The University of Texas at Austin

Welcome

The Center for Global Energy, International Arbitration, and Environmental Law at The University of Texas School of Law offers an extensive and unique curriculum to students interested in these areas of the law. The Center is also a focal point for interdisciplinary analysis, debate, and discussion of the legal and policy issues relevant to energy, arbitration, and the environment.

 

New in 2012: HOT NEW COURSES

Oil and Gas Taxation
Oil and Gas Taxation covers the United States federal income taxation of domestic oil and gas operations and transactions.  The course examines taxation associated with the operational life cycle of oil and gas operations including exploration, development, production and abandonment.  The study of transactions involving oil and gas interests analyzes acquisition, disposition, structuring and investment.  Course participants learn the historical context and developement of oil and gas provisions found in the U.S.  tax law.

Global Energy Transactions
This three credit, multidisciplinary, course focuses on identifying, understanding and developing strategies for the numerous legal, geoscience and commercial/economic issues that arise in the context of selecting, funding, developing, operating and decommissioning an international oil and gas project.  Students will have the opportunity to examine and solve “real world” problems that arise in the context of international energy investments.
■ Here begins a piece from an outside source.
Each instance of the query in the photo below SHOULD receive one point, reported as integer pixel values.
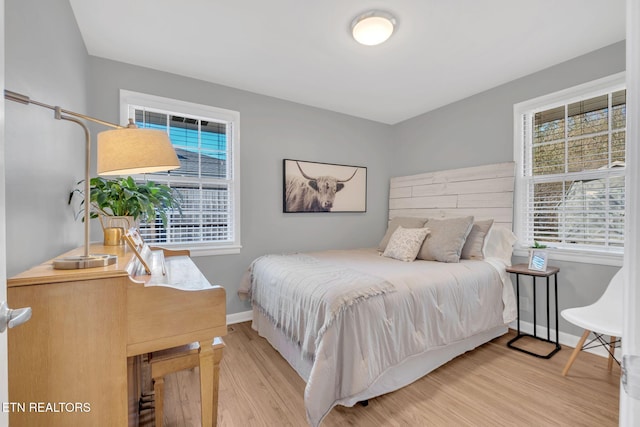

Environmental Policy and Law
This course is about environmental law, a subject that necessarily includes consideration of environmental science, environmental economics, and environmental policy as essential elements of its analysis.  In addition to teaching about the substance of the laws pertaining to the environment, the course pursues a broader goal of teaching about how the legal system functions in an area of vital public concern.

Coastal Watersheds
This course fosters an integrated understanding of the science, law and policy relating to issues such as land use, water use, and climate change in coupled watershed-coastal ocean systems.  The course is interdisciplinary and listed in both the Law School and the Department of Marine Science.  There are three major course components:  (1) topical lectures, (2) literature discussions, and (3) case studies.

 

 UPCOMING CONFERENCE

“Trading Places” Property Rights and Human Rights Agenda Conference

The Bernard and Audre Rapoport Center for Human Rights and Justice at the University of Texas School of Law is pleased to announce its eighth annual conference, to take place March 1-2, 2012. The conference is free and open to the public. Registration is strongly encouraged.

For many social movements throughout the world, the question today is not whether there is or should be a human right to property, but what type of property—individual/collective, formal/customary, public/private—international and domestic rights regimes should facilitate.

This multidisciplinary and comparative conference seeks to explore these conflicting trends, in the hope of uncovering hidden assumptions, learning from varied experiences, and exploring which property regimes might best advance the human rights agenda in each context. Conference panels will explore topics such as changing conceptions of property, the role of property rights in dispossession and redistribution, and the implications of private titling.

Some of the speakers include: Carol Rose, a professor of law at Yale Law School where she teaches classes on environmental law, natural resources law, property, land use, and intellectual property law; David Kennedy, Manley O. Hudson Professor of Law and Director of the Institute for Global Law and Policy at Harvard Law School; and Gerald Torres, a professor and Bryant Smith Chair in Law at the University of Texas School of Law. He teaches classes on environmental law, Indian law, property, and water law.

The event is co-sponsored by The Center for Global Energy, International Arbitration, and Environmental Law, the Department of GovernmentThe Robert S. Strauss Center for International Security and Law, the South Asia Institute, the School of Law, and the Lozano Long Institute of Latin American Studies, all at the University of Texas, and by the Institute for Global Law and Policy at Harvard Law School.

 

UPCOMING COMPETITION

The Willem C. Vis International Commercial Arbitration Moot

In April the UT Law Energy Center will send a team of students to compete in the The Willem C. Vis International Commercial Arbitration Moot. Last year there were 240 law schools from 90+ countries around the world represented!

The goal of the Vis Arbitral Moot is to foster the study of international commercial law and arbitration for resolution of international business disputes through its application to a concrete problem of a client and to train law leaders of tomorrow in methods of alternative dispute resolution.

The Moot involves a dispute arising out of a contract of sale between two countries that are party to the United Nations Convention on Contracts for the International Sale of Goods. The contract provides that any dispute that might arise is to be settled by arbitration in Danubia, a country that has enacted the UNCITRAL Model Law on International Commercial Arbitration and is a party to the Convention on the Recognition and Enforcement of Foreign Arbitral Awards. The arbitral rules to be applied rotate yearly among the arbitration rules of co-sponsors of the Moot.